An Ancient Japanese Fable Becomes a Charming Rock Opera
Decemberist leader Colin Meloy has crafted a charming, hour long folk/ rock opera based on an ancient Japanese fable dealing with greed, loyalty and betrayal. A poor man finds a wounded crane, which he rescues and returns to good health. Shortly after releasing it back to the wild, a mysterious woman arrives at his home. The two fall in love and get married. To make ends meet, she agrees to weave silk garments to sell at the local market. Her only condition for doing the work is that he never watches her doing it.
Her exquisite weaving and fine textured material become extremely popular and the couple begin to live well. The husband’s greed overtakes him and he begins demanding more and more production from his wife.

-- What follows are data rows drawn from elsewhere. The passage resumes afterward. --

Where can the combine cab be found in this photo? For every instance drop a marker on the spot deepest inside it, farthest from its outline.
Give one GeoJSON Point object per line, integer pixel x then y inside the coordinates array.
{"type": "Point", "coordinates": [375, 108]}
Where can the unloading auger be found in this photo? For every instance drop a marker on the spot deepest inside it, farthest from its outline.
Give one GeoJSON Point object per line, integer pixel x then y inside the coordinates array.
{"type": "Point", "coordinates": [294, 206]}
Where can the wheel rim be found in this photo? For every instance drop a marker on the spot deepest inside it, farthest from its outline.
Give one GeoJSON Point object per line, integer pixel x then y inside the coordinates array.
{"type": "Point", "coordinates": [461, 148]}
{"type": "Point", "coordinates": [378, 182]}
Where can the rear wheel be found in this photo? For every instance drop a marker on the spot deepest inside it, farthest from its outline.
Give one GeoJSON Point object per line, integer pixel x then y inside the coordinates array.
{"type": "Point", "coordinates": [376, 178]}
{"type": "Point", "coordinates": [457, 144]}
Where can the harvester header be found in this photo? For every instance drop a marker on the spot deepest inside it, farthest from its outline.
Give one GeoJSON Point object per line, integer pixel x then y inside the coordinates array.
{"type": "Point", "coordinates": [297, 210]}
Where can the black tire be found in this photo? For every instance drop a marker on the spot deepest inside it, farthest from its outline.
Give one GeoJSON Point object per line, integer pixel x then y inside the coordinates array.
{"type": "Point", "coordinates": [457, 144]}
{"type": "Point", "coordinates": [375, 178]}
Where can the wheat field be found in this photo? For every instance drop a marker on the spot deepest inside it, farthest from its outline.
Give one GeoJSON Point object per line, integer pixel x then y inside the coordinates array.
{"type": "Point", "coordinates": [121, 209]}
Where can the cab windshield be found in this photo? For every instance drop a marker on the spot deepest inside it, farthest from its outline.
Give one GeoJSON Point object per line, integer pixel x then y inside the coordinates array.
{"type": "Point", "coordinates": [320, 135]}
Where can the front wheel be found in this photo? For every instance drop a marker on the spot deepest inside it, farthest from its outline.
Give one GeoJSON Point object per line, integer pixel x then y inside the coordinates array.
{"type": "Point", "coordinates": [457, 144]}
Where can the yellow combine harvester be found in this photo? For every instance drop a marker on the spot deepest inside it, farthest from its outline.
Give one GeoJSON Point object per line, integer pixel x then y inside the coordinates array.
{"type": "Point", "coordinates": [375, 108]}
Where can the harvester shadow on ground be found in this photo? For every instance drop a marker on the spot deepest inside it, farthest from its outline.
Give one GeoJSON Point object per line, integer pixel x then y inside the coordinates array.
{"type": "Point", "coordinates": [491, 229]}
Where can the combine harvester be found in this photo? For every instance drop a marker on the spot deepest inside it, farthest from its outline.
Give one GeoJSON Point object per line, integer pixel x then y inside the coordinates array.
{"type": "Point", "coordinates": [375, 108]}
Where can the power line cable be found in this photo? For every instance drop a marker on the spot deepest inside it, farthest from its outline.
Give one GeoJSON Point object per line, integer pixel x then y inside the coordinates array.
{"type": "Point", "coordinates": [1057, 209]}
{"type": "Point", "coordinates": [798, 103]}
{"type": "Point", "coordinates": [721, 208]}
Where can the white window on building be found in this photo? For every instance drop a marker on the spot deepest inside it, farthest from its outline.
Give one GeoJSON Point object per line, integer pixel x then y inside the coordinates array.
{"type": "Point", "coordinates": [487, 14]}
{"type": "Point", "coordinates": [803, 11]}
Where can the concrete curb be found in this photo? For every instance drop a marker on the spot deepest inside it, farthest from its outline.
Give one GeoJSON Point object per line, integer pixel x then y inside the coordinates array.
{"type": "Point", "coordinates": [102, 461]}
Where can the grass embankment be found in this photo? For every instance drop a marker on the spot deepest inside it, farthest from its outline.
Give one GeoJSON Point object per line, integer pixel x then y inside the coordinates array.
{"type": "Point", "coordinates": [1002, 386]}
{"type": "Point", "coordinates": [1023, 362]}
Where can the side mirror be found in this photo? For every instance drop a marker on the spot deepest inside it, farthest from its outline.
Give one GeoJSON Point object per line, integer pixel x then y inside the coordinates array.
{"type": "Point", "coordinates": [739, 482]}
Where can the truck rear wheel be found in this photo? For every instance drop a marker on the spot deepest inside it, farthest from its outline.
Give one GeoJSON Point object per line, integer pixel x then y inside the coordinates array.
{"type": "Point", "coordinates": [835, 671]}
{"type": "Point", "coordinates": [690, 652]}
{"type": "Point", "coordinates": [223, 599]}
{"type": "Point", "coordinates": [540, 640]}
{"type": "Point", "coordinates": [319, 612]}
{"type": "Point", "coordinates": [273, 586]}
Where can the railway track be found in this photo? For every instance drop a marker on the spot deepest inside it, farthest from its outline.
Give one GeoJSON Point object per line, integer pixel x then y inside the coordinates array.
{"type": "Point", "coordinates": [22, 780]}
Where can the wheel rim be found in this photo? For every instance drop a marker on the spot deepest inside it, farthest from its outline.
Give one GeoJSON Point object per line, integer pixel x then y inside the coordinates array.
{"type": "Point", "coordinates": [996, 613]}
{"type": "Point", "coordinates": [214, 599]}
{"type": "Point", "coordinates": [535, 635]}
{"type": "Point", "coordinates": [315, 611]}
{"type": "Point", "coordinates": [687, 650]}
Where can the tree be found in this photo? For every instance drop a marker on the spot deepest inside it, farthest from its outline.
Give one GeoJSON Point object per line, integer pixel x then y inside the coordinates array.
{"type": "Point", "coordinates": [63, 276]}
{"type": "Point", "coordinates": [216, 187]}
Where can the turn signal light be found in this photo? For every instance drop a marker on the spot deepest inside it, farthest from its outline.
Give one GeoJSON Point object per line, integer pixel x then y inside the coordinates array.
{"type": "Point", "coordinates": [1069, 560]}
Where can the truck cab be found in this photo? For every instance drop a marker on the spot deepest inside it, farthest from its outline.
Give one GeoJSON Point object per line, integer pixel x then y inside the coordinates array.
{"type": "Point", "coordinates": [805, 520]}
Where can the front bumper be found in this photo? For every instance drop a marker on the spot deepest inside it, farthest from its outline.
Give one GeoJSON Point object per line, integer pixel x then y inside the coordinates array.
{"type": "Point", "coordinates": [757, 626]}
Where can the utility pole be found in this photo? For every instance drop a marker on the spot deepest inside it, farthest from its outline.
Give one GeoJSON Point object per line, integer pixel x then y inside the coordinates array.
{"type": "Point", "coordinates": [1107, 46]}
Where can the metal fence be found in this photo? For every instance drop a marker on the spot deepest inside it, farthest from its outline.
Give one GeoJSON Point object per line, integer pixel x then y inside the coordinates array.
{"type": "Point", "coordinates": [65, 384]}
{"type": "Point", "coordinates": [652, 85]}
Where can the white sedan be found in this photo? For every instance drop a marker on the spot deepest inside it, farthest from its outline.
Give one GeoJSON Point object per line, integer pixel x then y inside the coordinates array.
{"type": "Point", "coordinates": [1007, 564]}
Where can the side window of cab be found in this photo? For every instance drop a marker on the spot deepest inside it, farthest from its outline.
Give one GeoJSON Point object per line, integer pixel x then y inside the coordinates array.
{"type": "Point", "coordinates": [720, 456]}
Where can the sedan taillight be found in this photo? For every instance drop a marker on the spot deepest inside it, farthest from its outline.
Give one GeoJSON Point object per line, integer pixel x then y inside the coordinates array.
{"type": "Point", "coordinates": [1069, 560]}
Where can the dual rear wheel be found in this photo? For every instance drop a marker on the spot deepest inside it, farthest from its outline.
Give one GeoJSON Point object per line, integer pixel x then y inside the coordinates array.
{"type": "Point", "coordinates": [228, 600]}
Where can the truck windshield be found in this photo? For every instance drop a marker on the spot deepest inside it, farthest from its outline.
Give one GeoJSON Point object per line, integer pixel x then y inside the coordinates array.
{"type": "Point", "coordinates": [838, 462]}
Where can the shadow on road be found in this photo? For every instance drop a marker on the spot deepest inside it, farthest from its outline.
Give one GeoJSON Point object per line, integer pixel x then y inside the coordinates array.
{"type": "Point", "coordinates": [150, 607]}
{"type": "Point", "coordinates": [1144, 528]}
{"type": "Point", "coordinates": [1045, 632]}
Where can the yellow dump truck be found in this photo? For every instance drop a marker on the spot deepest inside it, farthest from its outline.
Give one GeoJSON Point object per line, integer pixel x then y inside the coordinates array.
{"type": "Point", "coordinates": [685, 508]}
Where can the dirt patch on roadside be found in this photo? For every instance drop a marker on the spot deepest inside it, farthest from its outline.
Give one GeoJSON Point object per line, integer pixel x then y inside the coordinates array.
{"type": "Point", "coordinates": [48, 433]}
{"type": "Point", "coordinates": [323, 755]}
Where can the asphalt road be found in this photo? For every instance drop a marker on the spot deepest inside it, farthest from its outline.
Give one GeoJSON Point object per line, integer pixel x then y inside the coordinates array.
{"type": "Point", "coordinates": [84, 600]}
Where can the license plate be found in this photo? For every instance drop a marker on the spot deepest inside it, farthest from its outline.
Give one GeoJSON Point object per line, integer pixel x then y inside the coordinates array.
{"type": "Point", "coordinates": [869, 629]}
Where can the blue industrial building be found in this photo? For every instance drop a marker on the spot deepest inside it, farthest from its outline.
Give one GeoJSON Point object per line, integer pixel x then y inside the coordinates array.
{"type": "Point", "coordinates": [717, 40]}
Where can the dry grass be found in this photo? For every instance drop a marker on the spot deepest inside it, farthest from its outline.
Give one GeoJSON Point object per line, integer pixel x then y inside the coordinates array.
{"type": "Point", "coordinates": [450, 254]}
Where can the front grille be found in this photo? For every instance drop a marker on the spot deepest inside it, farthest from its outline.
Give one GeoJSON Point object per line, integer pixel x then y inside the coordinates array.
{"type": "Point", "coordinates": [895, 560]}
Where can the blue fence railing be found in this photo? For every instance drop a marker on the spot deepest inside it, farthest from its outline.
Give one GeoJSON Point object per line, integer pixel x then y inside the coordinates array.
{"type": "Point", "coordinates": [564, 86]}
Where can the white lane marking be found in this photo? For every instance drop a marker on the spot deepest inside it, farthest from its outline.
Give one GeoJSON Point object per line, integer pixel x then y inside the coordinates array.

Curiosity overtakes him and he peeks in to see how she manages to weave what many consider to be almost magical cloth. Much to his surprise, he finds a crane plucking its feathers and using them in the loom to weave the material. Upon seeing the greedy man, the crane flies away, never to return.
The music runs the gamut from melodic folk-rock to Genesis and/or Jethro Tull like prog-rock, but despite the genre-crossing, the entire album holds together thanks to Meloy’s gift for story-telling and his soothing vocalizing.
Death Cab For Cutie’s guitarist Chris Walla and singer Laura Veirs (whose albums are produced by co-producer Tucker Martine) contribute, with Veirs’ hiccupy vocals on “Yankee Bayonet (I Will Be Home Then)” a standout on a double LP packed with highlights.
Hook-filled “easy access” melodies, thoughtful, well-crafted, literate lyrics and impressive, fine-sounding production, clearly pulled off without a big budget make this album, released last October, one of last’s years best and one that’s been spinning happily on my turntable for months. Better late than never, I guess.
Had this album been produced during the music biz’s heyday, when there were big budgets, big studios and high sonic expectations (because people actually cared and listened) it could have sounded spectacular instead of merely very good and more than competent. Highest recommendation.